After reading my cublin file, I noticed that I use 28 registers per threads and no local or shared memory (except for kernel parameters). So I tried to store some variables in shared memory and local memory to increase the occupancy rate of my SM… without success.
(is not efficient of course but it was a test), the number of register in the new cubin file stay the same (but the SMEM value increase a lot of course)! External Image
Same by using global memory instead of registers…
I’am trying to compare the ptx files of different tests, but it is not so easy at first…
You can enable nvcc to output ptx with C source in comments with the command line option --opencc-options -LIST:source=on .
What I have found when I try to reduce register usage in this way is that the values need to be read into registers before being used in arithmetic operations: so you still need the register in many cases.
Ok, but I hope only one register per thread is used for all wraps of shared/local memory for arithmetic operations !
In the opposite the total SMEM available should depend of the number of registers.

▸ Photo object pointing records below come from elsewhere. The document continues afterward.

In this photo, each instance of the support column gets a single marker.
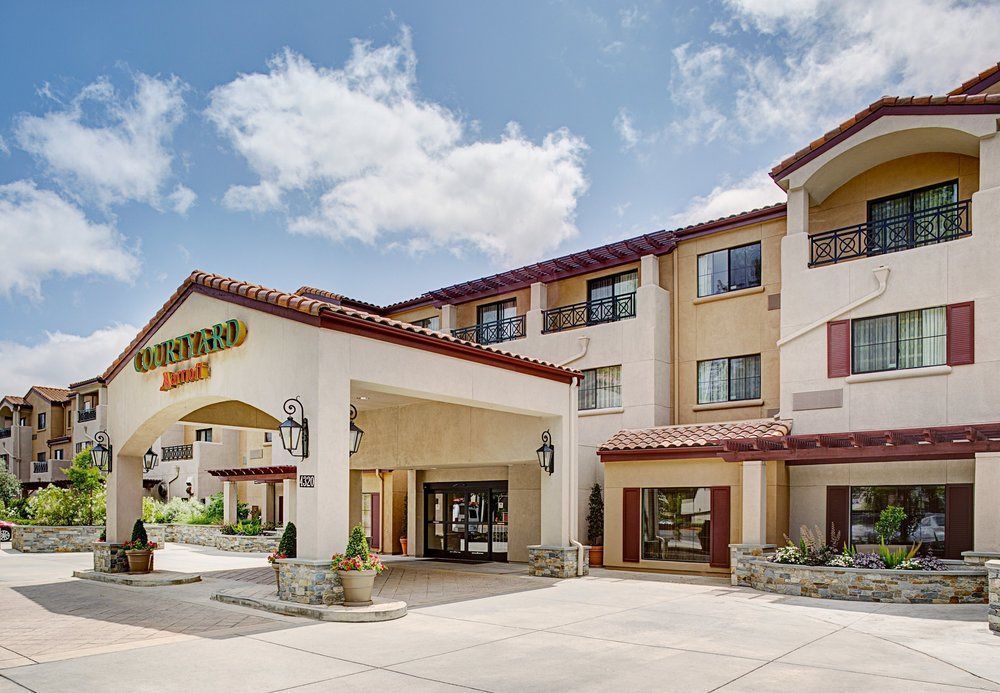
(124, 499)
(754, 502)
(411, 512)
(288, 489)
(986, 524)
(229, 512)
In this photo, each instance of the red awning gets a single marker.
(261, 474)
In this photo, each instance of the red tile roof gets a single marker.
(417, 336)
(687, 436)
(903, 105)
(983, 80)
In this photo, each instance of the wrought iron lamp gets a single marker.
(547, 454)
(295, 434)
(101, 453)
(356, 432)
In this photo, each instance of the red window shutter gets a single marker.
(958, 520)
(719, 548)
(631, 524)
(961, 334)
(838, 513)
(838, 349)
(376, 520)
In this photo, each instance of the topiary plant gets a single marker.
(357, 545)
(595, 517)
(139, 533)
(287, 544)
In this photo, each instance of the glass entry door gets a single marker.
(466, 520)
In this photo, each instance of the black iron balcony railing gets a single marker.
(177, 452)
(903, 232)
(492, 332)
(594, 312)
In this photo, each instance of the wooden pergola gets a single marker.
(890, 445)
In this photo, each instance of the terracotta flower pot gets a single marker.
(358, 586)
(140, 561)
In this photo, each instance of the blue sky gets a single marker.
(382, 149)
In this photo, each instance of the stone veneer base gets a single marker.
(377, 611)
(993, 572)
(158, 578)
(556, 561)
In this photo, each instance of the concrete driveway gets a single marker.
(484, 628)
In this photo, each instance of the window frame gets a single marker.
(855, 321)
(729, 269)
(596, 389)
(729, 376)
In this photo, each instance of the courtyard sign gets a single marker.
(218, 337)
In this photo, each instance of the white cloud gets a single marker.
(110, 149)
(42, 235)
(756, 190)
(60, 359)
(796, 68)
(356, 153)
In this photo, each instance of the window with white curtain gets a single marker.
(729, 379)
(911, 339)
(601, 388)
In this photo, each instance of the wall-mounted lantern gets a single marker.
(547, 454)
(100, 454)
(295, 434)
(150, 460)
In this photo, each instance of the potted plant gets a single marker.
(357, 568)
(403, 541)
(139, 550)
(595, 526)
(286, 549)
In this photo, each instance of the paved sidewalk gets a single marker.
(504, 632)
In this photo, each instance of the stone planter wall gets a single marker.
(556, 561)
(961, 585)
(45, 539)
(993, 567)
(305, 581)
(109, 558)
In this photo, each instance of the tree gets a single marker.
(86, 480)
(288, 543)
(595, 517)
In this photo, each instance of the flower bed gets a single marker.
(956, 584)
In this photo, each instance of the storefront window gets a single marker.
(924, 507)
(676, 524)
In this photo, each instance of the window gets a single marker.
(912, 339)
(729, 270)
(676, 524)
(431, 323)
(907, 220)
(601, 388)
(925, 514)
(611, 298)
(729, 380)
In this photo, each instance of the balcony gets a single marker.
(172, 453)
(595, 312)
(904, 232)
(492, 332)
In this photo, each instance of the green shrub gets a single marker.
(595, 517)
(287, 545)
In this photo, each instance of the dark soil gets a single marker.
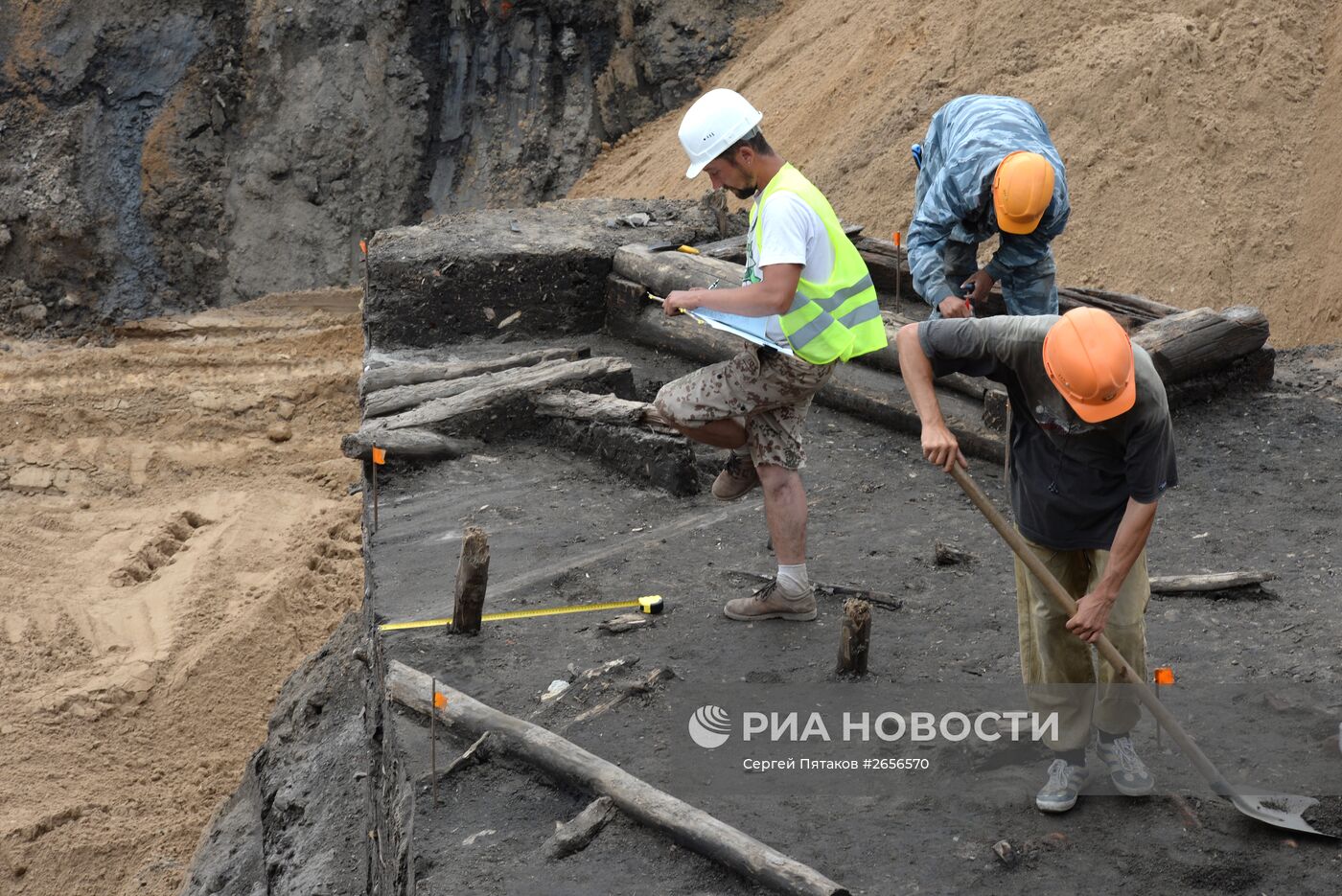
(165, 156)
(1326, 817)
(1258, 672)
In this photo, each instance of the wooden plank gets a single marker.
(576, 835)
(420, 445)
(405, 375)
(573, 766)
(1192, 342)
(384, 402)
(507, 384)
(584, 405)
(1208, 583)
(889, 264)
(874, 395)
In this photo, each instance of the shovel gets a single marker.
(1279, 811)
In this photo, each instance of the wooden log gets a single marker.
(420, 445)
(946, 554)
(872, 395)
(854, 637)
(405, 375)
(576, 835)
(661, 272)
(654, 678)
(586, 405)
(473, 576)
(1192, 342)
(393, 399)
(640, 801)
(509, 384)
(1208, 583)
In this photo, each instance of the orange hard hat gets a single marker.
(1089, 357)
(1023, 188)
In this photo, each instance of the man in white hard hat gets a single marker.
(805, 277)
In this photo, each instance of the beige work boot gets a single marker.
(772, 603)
(737, 477)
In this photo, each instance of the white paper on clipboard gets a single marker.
(757, 331)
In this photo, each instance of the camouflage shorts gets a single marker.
(771, 392)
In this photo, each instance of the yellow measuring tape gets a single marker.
(650, 604)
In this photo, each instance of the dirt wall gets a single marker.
(161, 156)
(1196, 134)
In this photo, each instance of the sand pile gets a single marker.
(176, 537)
(1198, 136)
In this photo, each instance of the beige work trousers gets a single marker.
(1059, 668)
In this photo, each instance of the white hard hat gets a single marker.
(717, 120)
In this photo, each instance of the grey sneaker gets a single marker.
(1064, 785)
(735, 479)
(1124, 769)
(771, 603)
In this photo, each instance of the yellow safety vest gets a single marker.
(839, 318)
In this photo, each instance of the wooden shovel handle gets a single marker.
(1106, 650)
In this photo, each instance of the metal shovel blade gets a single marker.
(1278, 809)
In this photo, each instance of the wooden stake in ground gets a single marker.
(473, 574)
(854, 637)
(569, 764)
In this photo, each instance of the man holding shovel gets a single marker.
(1091, 453)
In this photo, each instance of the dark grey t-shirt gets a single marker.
(1070, 479)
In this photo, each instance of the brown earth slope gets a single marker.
(1194, 133)
(164, 566)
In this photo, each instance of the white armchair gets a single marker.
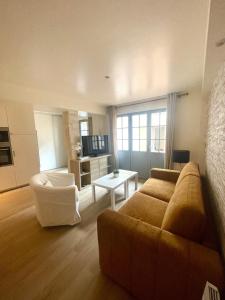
(56, 199)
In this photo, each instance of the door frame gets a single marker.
(130, 137)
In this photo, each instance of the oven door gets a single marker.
(5, 156)
(4, 135)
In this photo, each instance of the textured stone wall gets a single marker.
(215, 152)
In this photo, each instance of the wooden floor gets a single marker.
(53, 263)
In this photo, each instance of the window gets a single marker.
(84, 128)
(139, 132)
(122, 133)
(158, 132)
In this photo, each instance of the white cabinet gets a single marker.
(7, 178)
(99, 125)
(26, 159)
(3, 116)
(20, 118)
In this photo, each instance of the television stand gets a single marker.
(88, 168)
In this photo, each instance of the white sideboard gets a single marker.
(88, 169)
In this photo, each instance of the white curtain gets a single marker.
(171, 110)
(112, 117)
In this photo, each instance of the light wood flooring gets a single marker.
(53, 263)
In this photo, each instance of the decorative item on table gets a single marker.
(77, 149)
(116, 173)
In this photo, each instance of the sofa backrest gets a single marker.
(185, 213)
(189, 169)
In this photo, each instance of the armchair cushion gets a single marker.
(145, 208)
(165, 174)
(56, 199)
(158, 188)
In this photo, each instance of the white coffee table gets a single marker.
(111, 183)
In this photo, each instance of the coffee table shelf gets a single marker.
(111, 183)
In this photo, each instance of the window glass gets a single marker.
(119, 134)
(119, 122)
(143, 120)
(158, 131)
(125, 145)
(135, 121)
(122, 133)
(163, 118)
(125, 122)
(155, 119)
(143, 145)
(143, 133)
(135, 133)
(84, 128)
(135, 145)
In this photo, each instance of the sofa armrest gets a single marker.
(152, 263)
(165, 174)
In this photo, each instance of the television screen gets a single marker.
(94, 145)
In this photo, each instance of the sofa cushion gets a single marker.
(185, 214)
(189, 169)
(158, 188)
(145, 208)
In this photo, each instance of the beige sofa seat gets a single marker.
(185, 214)
(145, 208)
(158, 188)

So basically, with 8192 32bit-registers by SM, the shared memory could only use the half of its 16KB (may be my explanation is not very clear… as my english in fact)
Thinking about it more, it seems likely that nvcc (or ptxax) sees that you are loading the same value from shared memory over and over again and stuffs it in a register for you.
By chance today I was paging through the PTX ISA which mentions using ld.volatile.* to read values from shared memory when you don’t want the compiler to cache the value in a register.
Try “volatile value = mat[index];” and then use value in math operations and see if your register use goes down. Otherwise decuda might be your only option :(
I’ve tried the source=on options for ptx generation (-ptx --opencc-options -LIST:source=on) without remarkable success. Nvcc has only commented a couple of strings in the kernel (related to the typical grid-indexed loop), but did not comment even a string in the device function that I call from the kernel (that is inlined of course).